Au recensement de 2006, la région métropolitaine comptait 57 300 francophones anglicisés contre 37 600 anglophones francisés. Dès lors, Castonguay peut affirmer qu'il y a «une anglicisation nette des francophones, de l'ordre de 20 000 anglicisés au foyer». (p. 142).

En tenant compte aussi de personnes de langues maternelles tierces (les allophones) qui parlent le français ou l'anglais au foyer, Castonguay conclut que «la population parlant l'anglais comme langue principale à la maison compte 178 000 personnes de plus que celle de langue maternelle anglaise, comparativement à un gain correspondant de 124 000 nouveaux locuteurs usuels pour le français». Ainsi, l'avantage net de 54 000 va à l'anglais avec un rapport de «144 personnes additionnelles parlant l'anglais au foyer pour 100 parlant le français». (p. 142).

Mais qu'en serait-il s'il avait choisi l'ensemble du Québec? En 2006, nous comptions 84 000 francophones anglicisés contre 74 000 anglophones francisés. À ce jeu, la perte nette de la majorité francophone est d'un peu plus de 10 000, soit la moitié moins que ce qu'en dit Castonguay. En incluant les allophones à l'exercice, les gains nets des francophones et des anglophones (168 000 et 181 000 respectivement) ramènent le rapport anglos/francos à 107, au lieu de 144, sur 100.

On aura compris qu'un tel écart provient de la situation qui prévaut dans les régions périphériques. En effet, à l'extérieur du Montréal métropolitain, c'est le français qui a l'avantage dans le jeu des choix linguistiques, avec un gain net de près de 10 000 locuteurs. L'ajout des allophones conduit à un rapport anglos/francos de sept anglophones seulement contre 100 francophones! Bref, net avantage au français hors Montréal, ce que M. Castonguay se devait de ne pas cacher.

Puisque Charles Castonguay analyse les données des recensements sur la langue depuis quatre décennies, ce n'est pas lui faire un procès d'intention de croire que c'est en toute connaissance de cause qu'il a fait le choix de la région métropolitaine de Montréal pour mieux accentuer sa thèse.

Les silences de Castonguay

Depuis un an, Castonguay a souvent reproché à l'OQLF d'avoir retardé la publication de plusieurs études. S'il aime bien en citer quelques-unes, il préfère garder le silence sur d'autres.

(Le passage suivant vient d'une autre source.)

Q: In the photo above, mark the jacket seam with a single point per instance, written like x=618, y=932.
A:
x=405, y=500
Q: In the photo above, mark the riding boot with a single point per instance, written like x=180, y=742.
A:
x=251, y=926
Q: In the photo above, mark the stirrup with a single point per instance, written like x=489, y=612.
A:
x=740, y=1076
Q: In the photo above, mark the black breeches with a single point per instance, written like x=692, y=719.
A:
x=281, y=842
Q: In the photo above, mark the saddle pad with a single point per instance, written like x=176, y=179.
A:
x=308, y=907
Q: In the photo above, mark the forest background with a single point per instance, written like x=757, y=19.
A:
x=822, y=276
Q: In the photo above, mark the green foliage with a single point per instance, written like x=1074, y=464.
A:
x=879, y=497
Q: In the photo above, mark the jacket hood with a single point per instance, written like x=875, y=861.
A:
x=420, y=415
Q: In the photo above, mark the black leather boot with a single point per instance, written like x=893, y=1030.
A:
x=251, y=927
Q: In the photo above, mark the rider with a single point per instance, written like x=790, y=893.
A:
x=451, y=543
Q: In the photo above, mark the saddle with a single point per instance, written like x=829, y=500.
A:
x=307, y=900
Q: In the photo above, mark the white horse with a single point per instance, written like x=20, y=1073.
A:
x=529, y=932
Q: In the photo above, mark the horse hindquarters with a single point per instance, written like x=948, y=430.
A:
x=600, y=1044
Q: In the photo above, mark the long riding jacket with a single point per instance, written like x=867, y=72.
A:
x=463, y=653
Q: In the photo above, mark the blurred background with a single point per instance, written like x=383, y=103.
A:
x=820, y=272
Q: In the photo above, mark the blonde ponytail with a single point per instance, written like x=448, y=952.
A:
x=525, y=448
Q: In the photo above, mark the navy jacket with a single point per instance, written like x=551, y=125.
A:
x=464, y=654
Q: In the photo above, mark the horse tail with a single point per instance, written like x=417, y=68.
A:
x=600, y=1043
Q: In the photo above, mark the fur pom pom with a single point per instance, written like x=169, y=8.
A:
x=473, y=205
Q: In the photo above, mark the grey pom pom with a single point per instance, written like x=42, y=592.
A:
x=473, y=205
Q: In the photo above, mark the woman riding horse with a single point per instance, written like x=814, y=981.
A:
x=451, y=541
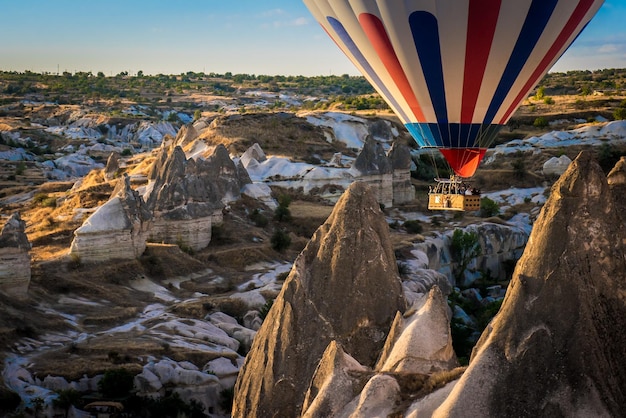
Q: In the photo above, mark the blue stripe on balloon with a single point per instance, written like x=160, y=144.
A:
x=453, y=135
x=358, y=56
x=426, y=38
x=536, y=21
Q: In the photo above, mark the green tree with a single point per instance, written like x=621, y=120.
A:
x=464, y=247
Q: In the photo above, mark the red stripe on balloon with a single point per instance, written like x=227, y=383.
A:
x=377, y=35
x=481, y=27
x=573, y=22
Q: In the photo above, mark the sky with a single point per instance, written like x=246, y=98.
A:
x=270, y=37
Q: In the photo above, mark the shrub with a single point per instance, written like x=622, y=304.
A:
x=464, y=247
x=488, y=208
x=265, y=309
x=282, y=212
x=280, y=240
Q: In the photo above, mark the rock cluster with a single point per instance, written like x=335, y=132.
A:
x=343, y=287
x=116, y=230
x=389, y=174
x=500, y=244
x=14, y=258
x=375, y=169
x=400, y=156
x=555, y=349
x=557, y=346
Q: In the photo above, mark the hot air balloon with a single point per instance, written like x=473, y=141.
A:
x=454, y=71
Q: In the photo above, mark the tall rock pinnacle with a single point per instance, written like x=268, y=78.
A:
x=557, y=347
x=344, y=286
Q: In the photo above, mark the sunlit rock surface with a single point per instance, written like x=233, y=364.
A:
x=557, y=346
x=14, y=258
x=344, y=286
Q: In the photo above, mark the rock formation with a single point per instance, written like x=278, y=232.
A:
x=557, y=347
x=400, y=156
x=344, y=286
x=187, y=195
x=556, y=166
x=112, y=166
x=617, y=182
x=14, y=258
x=416, y=343
x=499, y=244
x=374, y=168
x=116, y=230
x=337, y=378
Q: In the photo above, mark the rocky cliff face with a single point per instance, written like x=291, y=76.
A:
x=375, y=169
x=344, y=286
x=117, y=230
x=187, y=195
x=14, y=258
x=557, y=346
x=400, y=156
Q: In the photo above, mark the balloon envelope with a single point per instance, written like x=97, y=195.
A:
x=454, y=71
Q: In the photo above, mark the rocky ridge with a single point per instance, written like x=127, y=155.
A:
x=116, y=230
x=556, y=347
x=15, y=269
x=349, y=258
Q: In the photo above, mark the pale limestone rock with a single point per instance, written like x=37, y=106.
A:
x=253, y=153
x=420, y=342
x=334, y=384
x=556, y=166
x=186, y=233
x=116, y=230
x=377, y=399
x=15, y=270
x=499, y=243
x=112, y=166
x=400, y=156
x=187, y=196
x=349, y=262
x=556, y=348
x=374, y=168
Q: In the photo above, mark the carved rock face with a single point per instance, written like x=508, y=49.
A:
x=344, y=286
x=557, y=346
x=14, y=258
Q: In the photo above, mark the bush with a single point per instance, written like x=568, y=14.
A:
x=488, y=208
x=280, y=240
x=464, y=247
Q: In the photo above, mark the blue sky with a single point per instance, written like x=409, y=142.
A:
x=241, y=36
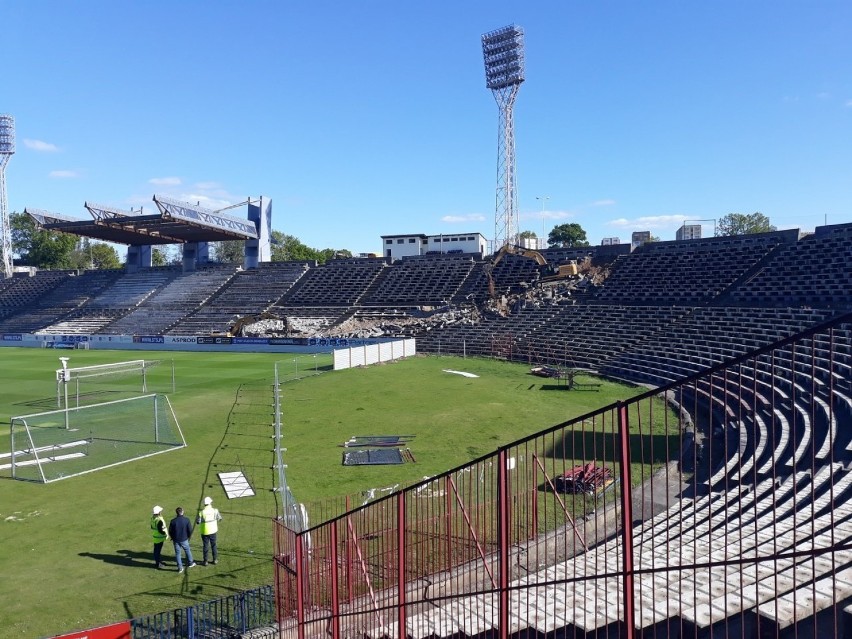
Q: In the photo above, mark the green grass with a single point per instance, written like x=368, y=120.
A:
x=77, y=553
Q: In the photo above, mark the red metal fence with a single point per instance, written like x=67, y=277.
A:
x=718, y=505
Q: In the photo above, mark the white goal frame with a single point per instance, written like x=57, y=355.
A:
x=65, y=376
x=77, y=445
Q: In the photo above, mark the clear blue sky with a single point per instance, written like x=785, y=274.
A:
x=364, y=118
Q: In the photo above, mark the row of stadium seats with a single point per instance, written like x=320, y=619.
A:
x=764, y=268
x=756, y=544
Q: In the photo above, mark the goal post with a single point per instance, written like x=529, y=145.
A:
x=59, y=444
x=80, y=385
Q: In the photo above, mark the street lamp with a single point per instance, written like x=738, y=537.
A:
x=543, y=199
x=65, y=376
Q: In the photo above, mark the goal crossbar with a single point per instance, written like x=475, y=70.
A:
x=110, y=433
x=97, y=370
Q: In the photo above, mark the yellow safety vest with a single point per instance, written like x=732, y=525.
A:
x=207, y=520
x=155, y=530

Silence d'abord sur une Note méthodologique parue dans la prestigieuse collection «Langues et sociétés» de l'Office (n° 44, 104 pages). Or, cette étude remet justement en question sa manière mécanique et aveugle de traiter certaines données atypiques (cas particuliers où l'on trouve plus d'une réponse sur les langues, soit 3% en 2006), car elle a pour effet pervers de créer de faux transferts linguistiques.

Si Charles Castonguay avait tenu compte de cette publication, l'anglicisation nette de 20 000 personnes recensées dans la région métropolitaine de Montréal aurait été réduite de plus de 16% (16 500). Pour l'ensemble du Québec, cette mesure est même érodée de plus de 20% (8400). En somme, la portée du discours de Charles Castonguay est affaiblie de manière non négligeable par la nouvelle façon d'analyser les données. D'où, probablement, son silence sur la question.

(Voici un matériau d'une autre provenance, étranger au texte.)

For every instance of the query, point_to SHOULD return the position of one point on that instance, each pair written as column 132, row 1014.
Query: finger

Silence aussi sur les nouvelles projections du démographe Marc Termote. Quand on lit dans l'ouvrage de ce dernier «que ce sont les processus démographiques qui sont déterminants pour l'avenir des groupes français et anglais du Québec, et non la mobilité linguistique», on comprend très bien alors le mutisme de Castonguay en la matière (Nouvelles perspectives démolinguistiques du Québec, OQLF, Étude 8, p. 52).

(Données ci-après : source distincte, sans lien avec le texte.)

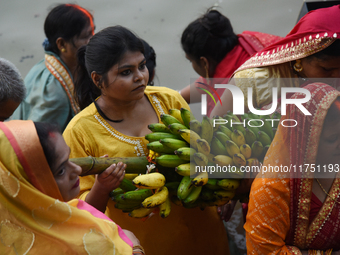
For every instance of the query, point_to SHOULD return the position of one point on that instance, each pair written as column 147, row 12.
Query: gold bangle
column 139, row 247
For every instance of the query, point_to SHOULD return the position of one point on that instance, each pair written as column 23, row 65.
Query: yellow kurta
column 185, row 231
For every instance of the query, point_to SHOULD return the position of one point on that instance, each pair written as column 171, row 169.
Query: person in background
column 38, row 184
column 50, row 82
column 12, row 89
column 150, row 56
column 310, row 51
column 115, row 123
column 297, row 212
column 215, row 51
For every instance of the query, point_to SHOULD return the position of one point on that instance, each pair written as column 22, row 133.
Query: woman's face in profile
column 329, row 144
column 66, row 173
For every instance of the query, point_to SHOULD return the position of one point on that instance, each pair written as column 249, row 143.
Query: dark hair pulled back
column 104, row 50
column 150, row 57
column 210, row 36
column 44, row 131
column 65, row 21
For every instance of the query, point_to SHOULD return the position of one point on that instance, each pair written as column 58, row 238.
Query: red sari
column 249, row 43
column 279, row 217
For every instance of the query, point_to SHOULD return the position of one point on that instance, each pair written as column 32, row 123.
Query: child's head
column 66, row 173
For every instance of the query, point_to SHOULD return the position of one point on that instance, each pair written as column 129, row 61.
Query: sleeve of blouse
column 267, row 221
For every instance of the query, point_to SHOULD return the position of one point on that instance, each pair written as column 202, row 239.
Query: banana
column 222, row 137
column 190, row 137
column 219, row 202
column 265, row 149
column 224, row 130
column 228, row 184
column 156, row 199
column 212, row 184
column 165, row 208
column 256, row 149
column 267, row 128
column 207, row 129
column 195, row 125
column 160, row 135
column 187, row 116
column 127, row 185
column 264, row 138
column 249, row 136
column 175, row 127
column 200, row 159
column 185, row 153
column 127, row 207
column 217, row 147
column 116, row 192
column 250, row 161
column 232, row 148
column 130, row 176
column 254, row 127
column 184, row 188
column 224, row 194
column 223, row 160
column 172, row 187
column 210, row 158
column 169, row 160
column 239, row 160
column 203, row 146
column 158, row 127
column 212, row 123
column 174, row 144
column 141, row 212
column 177, row 114
column 237, row 137
column 193, row 195
column 245, row 150
column 149, row 181
column 201, row 179
column 235, row 173
column 274, row 132
column 186, row 169
column 159, row 147
column 276, row 116
column 207, row 194
column 167, row 119
column 137, row 195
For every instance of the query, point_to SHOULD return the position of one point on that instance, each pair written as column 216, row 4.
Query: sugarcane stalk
column 94, row 165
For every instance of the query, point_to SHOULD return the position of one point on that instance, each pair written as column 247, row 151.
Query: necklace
column 103, row 115
column 334, row 199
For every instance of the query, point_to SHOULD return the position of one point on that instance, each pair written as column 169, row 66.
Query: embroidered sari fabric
column 184, row 231
column 33, row 217
column 49, row 93
column 278, row 219
column 314, row 32
column 249, row 43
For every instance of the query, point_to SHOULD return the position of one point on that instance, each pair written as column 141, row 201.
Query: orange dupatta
column 279, row 207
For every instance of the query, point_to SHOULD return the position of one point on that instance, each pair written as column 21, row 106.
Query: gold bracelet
column 139, row 247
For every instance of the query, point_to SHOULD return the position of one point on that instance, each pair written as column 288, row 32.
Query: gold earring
column 297, row 66
column 206, row 72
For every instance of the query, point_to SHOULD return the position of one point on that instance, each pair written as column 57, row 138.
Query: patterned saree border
column 302, row 230
column 61, row 74
column 322, row 216
column 301, row 48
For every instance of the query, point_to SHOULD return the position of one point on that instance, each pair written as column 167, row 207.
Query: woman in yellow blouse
column 119, row 108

Bref, Charles Castonguay s'est placé dans la situation de l'arroseur arrosé. Après avoir reproché aux uns (l'OQLF) et aux autres (la commission Bouchard-Taylor) d'avoir longtemps «caché» plusieurs études, il fait pire par ses silences dans le petit livre qu'il a publié à l'automne 2008.

Démographe, l'auteur est chercheur associé à la chaire Hector-Fabre de l'UQAM. De 1980 à 2004, il a oeuvré au Conseil de la langue française puis à l'Office québécois de la langue française.